Thanks for the "provocation", Brian's a very good person, I only expected him to tell me a one line answer. I just hoped to see "Doin' All Right" or "Modern Times Rock N' Roll" or "I didn't play actually but we couldn't correct it on the credits"

And as for 'The Kiss' I doubt that he knows about it. According to John the album was done in a separate way, each one working out on his songs, I don't think Brian was present when Freddie recorded it
7.wiz eutropio 25 Apr 2003 14:46
Following the indications of the musical sheets published by EMI in England "Save Me" has 2 pianos.
Another interessant exceptions is "Fat Bottomed Girls", because the instruments weren't tuned in a standard way: the E cord in fact is tuned down to D.
8.Sebastian 25 Apr 2003 15:46
yes, on Fat Bottomed Girls Brian makes a "mistake", when he played G chord with F bass, I don't think he ment to do it
9.PD 30 Apr 2003 17:47
> did you send him your mail yet?
Not yet.

There are some questions I could address to Mr Richards too. One day I collect them too.

Regarding "The Kiss" there is a chance Brian knows the answer in spite of his supposed absence from the recording. If he doesn't, that's a pitty.

> Following the indications of the musical sheets published by EMI in England
> "Save Me" has 2 pianos.

the sheets are not always reliable. But they may be right on this. I have my own doubts because I can't hear two pianos being overlapped.

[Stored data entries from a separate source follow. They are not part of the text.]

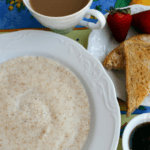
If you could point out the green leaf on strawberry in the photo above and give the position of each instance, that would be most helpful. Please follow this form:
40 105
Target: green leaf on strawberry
141 21
119 21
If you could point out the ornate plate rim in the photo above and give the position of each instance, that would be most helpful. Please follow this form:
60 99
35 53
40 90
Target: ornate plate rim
94 72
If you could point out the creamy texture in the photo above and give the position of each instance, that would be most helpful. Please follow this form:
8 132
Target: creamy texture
43 106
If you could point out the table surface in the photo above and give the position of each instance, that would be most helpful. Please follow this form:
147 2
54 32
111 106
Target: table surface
80 34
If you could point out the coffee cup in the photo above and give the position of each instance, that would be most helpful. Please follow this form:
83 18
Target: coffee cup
66 23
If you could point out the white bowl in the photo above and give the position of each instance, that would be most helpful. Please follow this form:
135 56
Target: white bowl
130 126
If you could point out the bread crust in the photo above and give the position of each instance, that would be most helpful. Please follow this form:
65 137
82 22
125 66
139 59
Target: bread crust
116 59
137 56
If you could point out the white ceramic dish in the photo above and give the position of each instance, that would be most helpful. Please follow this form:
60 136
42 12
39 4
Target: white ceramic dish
142 118
102 42
105 112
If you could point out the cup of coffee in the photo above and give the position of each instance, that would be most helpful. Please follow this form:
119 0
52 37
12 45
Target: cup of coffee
63 15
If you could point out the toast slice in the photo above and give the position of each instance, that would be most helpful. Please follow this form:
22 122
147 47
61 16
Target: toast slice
137 56
116 59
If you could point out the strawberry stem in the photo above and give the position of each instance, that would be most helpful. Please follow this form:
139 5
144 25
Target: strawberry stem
114 10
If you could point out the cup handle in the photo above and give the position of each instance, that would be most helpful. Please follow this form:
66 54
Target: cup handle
94 26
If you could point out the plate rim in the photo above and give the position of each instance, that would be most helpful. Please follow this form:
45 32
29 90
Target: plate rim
118 121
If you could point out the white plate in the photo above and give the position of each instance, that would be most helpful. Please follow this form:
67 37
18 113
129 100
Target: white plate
105 112
102 42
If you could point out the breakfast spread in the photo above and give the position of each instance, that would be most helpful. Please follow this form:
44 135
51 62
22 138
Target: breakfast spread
132 55
137 56
134 58
43 106
116 58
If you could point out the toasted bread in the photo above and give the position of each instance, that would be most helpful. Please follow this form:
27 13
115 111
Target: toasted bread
116 59
137 56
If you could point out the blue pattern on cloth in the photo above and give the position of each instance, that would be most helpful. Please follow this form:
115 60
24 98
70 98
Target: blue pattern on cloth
15 19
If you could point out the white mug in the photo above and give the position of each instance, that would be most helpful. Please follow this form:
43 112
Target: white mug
142 118
67 22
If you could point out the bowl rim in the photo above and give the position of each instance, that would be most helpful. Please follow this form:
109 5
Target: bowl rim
62 17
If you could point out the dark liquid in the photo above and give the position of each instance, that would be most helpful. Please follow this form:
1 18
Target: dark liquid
57 8
140 137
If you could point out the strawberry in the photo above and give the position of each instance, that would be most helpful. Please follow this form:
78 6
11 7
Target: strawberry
119 21
141 21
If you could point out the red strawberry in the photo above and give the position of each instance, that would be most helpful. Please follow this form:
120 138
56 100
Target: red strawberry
119 21
141 21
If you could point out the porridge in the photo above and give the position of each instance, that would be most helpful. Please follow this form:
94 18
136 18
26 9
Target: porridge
43 106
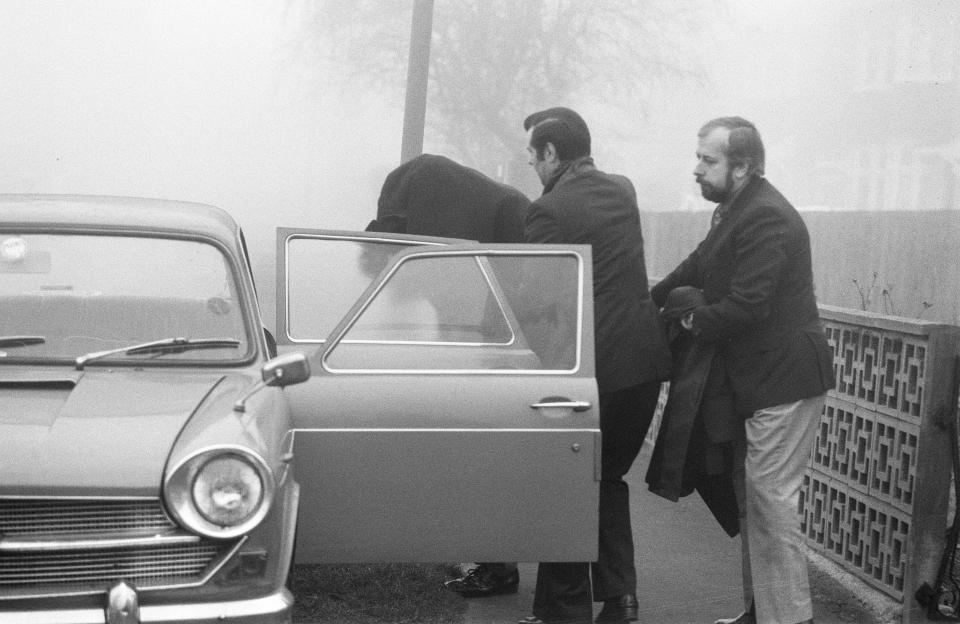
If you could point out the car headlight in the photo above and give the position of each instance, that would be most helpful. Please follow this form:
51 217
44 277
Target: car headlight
221 492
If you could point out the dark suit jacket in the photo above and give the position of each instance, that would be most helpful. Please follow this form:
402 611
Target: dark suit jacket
582 205
755 272
435 196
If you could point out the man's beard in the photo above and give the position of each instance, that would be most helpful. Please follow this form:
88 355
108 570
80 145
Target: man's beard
717 194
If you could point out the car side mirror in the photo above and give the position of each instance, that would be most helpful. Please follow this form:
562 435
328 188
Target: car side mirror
281 371
286 370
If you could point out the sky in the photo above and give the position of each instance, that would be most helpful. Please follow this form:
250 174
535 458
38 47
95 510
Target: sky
200 100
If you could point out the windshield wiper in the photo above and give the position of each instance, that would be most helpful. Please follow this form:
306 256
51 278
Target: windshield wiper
167 345
21 341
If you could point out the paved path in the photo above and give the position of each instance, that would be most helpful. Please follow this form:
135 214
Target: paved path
688 570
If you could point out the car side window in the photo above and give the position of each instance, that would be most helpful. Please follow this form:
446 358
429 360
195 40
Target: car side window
466 312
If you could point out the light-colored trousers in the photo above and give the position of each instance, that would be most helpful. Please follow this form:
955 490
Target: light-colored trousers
767 484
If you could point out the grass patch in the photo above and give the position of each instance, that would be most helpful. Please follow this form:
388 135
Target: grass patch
404 593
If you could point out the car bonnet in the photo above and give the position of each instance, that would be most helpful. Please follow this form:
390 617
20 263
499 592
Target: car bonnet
98 433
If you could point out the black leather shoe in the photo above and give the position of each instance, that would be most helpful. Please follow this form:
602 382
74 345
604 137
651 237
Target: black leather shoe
480 583
620 609
746 617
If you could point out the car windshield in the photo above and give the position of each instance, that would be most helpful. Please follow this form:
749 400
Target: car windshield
66 295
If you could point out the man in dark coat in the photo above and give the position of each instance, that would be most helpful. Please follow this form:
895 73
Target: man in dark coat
699 430
754 269
582 205
432 195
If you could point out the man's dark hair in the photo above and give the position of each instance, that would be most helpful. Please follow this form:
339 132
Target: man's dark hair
561 126
744 145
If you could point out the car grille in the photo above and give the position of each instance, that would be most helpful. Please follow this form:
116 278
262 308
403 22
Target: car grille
80 570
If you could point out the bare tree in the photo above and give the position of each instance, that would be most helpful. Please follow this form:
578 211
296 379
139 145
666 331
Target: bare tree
494 61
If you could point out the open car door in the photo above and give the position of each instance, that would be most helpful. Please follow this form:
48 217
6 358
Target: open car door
452 411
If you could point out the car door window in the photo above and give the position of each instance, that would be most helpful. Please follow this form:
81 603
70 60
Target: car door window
443 312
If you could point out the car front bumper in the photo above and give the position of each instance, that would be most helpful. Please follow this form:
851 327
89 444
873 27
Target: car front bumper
272 609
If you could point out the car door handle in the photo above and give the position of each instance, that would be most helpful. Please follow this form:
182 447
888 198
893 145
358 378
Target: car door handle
561 402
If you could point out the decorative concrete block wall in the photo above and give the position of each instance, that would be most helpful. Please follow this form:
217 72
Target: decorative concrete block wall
877 486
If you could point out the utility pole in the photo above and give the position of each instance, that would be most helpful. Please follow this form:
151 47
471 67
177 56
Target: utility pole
418 65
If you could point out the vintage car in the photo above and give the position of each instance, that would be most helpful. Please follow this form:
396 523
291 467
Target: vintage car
432 400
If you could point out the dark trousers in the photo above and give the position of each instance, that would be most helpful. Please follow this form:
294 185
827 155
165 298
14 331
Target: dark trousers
563 592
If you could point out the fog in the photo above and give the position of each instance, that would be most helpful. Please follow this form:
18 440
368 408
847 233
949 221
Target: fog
207 101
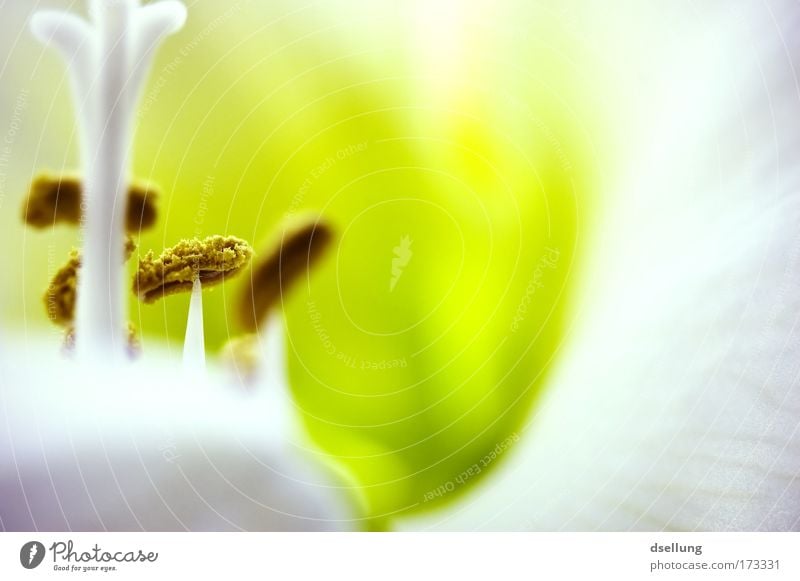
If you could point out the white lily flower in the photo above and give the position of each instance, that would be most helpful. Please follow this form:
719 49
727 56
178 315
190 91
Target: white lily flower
676 402
101 443
141 448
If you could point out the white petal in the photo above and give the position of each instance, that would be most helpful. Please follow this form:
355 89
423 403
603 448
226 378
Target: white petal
143 450
676 404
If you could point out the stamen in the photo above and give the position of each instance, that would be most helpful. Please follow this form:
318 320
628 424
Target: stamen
107 60
303 243
59 298
210 261
57 200
194 350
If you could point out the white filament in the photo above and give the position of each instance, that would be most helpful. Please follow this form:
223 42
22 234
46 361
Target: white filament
194 350
107 60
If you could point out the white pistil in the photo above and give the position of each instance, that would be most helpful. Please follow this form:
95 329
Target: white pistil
108 60
194 350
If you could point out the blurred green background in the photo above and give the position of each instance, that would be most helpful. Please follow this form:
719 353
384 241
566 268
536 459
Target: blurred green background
459 127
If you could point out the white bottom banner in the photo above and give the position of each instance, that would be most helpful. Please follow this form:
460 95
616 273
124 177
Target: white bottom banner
424 556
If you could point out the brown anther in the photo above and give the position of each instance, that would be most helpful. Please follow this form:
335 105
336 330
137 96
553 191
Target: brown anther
303 242
211 260
57 200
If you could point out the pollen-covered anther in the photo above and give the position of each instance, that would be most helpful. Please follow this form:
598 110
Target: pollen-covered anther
57 200
303 241
61 293
210 261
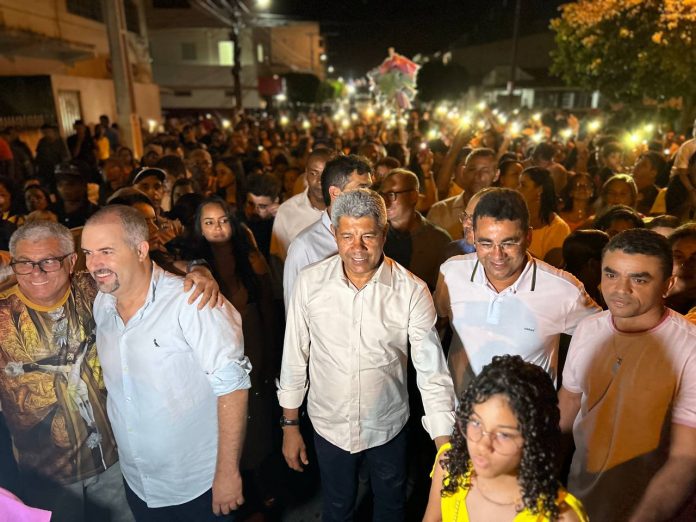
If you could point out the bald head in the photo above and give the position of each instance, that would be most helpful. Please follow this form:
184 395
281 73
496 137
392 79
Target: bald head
131 221
406 179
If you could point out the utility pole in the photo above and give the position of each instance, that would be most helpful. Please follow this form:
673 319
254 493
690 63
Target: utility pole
513 61
127 117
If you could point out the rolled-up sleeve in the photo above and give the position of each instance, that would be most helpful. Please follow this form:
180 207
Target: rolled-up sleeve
433 377
215 336
293 383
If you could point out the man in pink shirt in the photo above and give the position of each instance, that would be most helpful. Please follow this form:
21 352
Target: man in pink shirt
629 391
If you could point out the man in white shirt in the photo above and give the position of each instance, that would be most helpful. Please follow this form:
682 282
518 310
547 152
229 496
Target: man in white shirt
500 300
317 242
301 210
629 392
358 313
176 378
478 171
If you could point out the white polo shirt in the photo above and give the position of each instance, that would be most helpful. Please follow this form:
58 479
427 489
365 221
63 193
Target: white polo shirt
293 216
525 319
314 243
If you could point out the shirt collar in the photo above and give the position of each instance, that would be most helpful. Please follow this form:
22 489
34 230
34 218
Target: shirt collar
526 280
326 220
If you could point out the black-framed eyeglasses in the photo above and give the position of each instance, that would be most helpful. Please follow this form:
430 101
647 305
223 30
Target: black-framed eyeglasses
50 264
505 246
504 442
391 196
464 216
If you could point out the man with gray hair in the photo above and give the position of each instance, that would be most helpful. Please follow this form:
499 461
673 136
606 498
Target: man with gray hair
51 388
357 313
51 384
316 242
177 378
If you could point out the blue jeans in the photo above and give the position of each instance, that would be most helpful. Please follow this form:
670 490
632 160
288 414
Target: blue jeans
199 509
386 465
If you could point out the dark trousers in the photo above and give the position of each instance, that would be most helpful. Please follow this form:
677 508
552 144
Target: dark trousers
9 476
199 509
386 465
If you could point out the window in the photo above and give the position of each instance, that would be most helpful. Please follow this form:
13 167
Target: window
226 53
85 8
259 53
188 51
132 19
171 4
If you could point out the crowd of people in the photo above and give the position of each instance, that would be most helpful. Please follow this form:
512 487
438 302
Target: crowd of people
504 301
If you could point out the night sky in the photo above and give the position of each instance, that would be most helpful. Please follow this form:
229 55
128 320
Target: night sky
359 32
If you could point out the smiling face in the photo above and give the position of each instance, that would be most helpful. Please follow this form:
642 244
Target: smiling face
44 288
477 173
501 247
494 416
315 166
684 254
35 199
153 187
111 260
215 224
401 197
633 287
619 192
360 243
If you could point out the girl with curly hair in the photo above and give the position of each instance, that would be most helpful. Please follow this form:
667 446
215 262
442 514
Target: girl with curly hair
500 463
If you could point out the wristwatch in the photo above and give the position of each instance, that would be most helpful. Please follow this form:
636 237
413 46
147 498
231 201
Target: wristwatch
288 422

Fat Bottomed Girls was indeed accompanied with so called drop-D tuning and so were both White Man and The Prophet's Song. On concerts they played the latter two segued.
10.Sebastian 30 Apr 2003 18:20
> There are some questions I could address to Mr Richards too. One day I collect them
too.

can you tell me which are those? I can help you out
11.Agogobell 23 Jun 2012 17:37
I think nevermore may have guitar.

And you forgot MFK on the 2 pianos! remember the overdubbed piano solo near the end!